GateHouse’s moves in Arkansas are not necessarily related to the Gannett merger, some observers said, though Worthen views them in that context.
GateHouse counts 11 Arkansas properties among its 150 dailies and 500 weeklies nationwide, but just two years ago it had about 30 Arkansas titles. Sales, shutdowns and combinations have cut the number of Arkansas operations even as GateHouse has added to its roster elsewhere. It announced the merger with Gannett, publisher of USA Today, on Aug. 5.
New Media Investment Group of New York, which owns GateHouse, has faced investor backlash and market pressures over the cash-and-stock deal, which both sides say will help convert properties from print to a new digital future. But the strategy relies on cost and staffing synergies, and requires paying off $1.8 billion in debt GateHouse took on to finance the merger at a high 11% interest rate.

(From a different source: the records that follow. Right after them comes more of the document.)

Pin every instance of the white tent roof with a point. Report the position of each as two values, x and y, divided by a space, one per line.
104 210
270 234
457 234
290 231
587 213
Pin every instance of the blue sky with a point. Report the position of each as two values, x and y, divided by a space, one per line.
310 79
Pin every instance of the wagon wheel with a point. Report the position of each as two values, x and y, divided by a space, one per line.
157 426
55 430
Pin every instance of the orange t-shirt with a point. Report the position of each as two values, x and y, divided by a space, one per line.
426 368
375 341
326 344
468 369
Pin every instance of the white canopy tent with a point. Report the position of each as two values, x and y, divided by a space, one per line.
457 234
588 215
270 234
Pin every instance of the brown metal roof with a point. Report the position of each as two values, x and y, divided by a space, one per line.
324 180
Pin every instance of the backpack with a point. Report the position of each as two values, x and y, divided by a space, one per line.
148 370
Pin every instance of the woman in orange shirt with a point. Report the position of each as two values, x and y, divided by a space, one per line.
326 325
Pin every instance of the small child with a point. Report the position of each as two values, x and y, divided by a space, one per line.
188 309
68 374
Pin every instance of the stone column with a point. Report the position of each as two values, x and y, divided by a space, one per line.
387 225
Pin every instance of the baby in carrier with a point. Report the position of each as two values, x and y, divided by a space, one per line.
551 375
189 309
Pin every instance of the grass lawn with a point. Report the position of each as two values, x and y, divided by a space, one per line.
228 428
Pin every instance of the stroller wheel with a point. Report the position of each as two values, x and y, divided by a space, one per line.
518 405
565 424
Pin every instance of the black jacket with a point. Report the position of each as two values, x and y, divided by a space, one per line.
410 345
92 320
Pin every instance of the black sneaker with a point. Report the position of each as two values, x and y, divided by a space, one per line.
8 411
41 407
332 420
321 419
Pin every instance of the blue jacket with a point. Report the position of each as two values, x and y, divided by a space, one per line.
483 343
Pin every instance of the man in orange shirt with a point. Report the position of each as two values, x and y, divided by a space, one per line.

Critics also note that overall GateHouse revenue is falling when the impact of acquisitions is factored out.
The Helena World had paid circulation of 625 and the Stuttgart Daily Leader’s was 671, according to the latest figures from the press association. The APA’s 2019 Arkansas Media Directory listed Eplunus Colvin as managing editor in Stuttgart and Rick Kennedy as editor of the paper in Helena.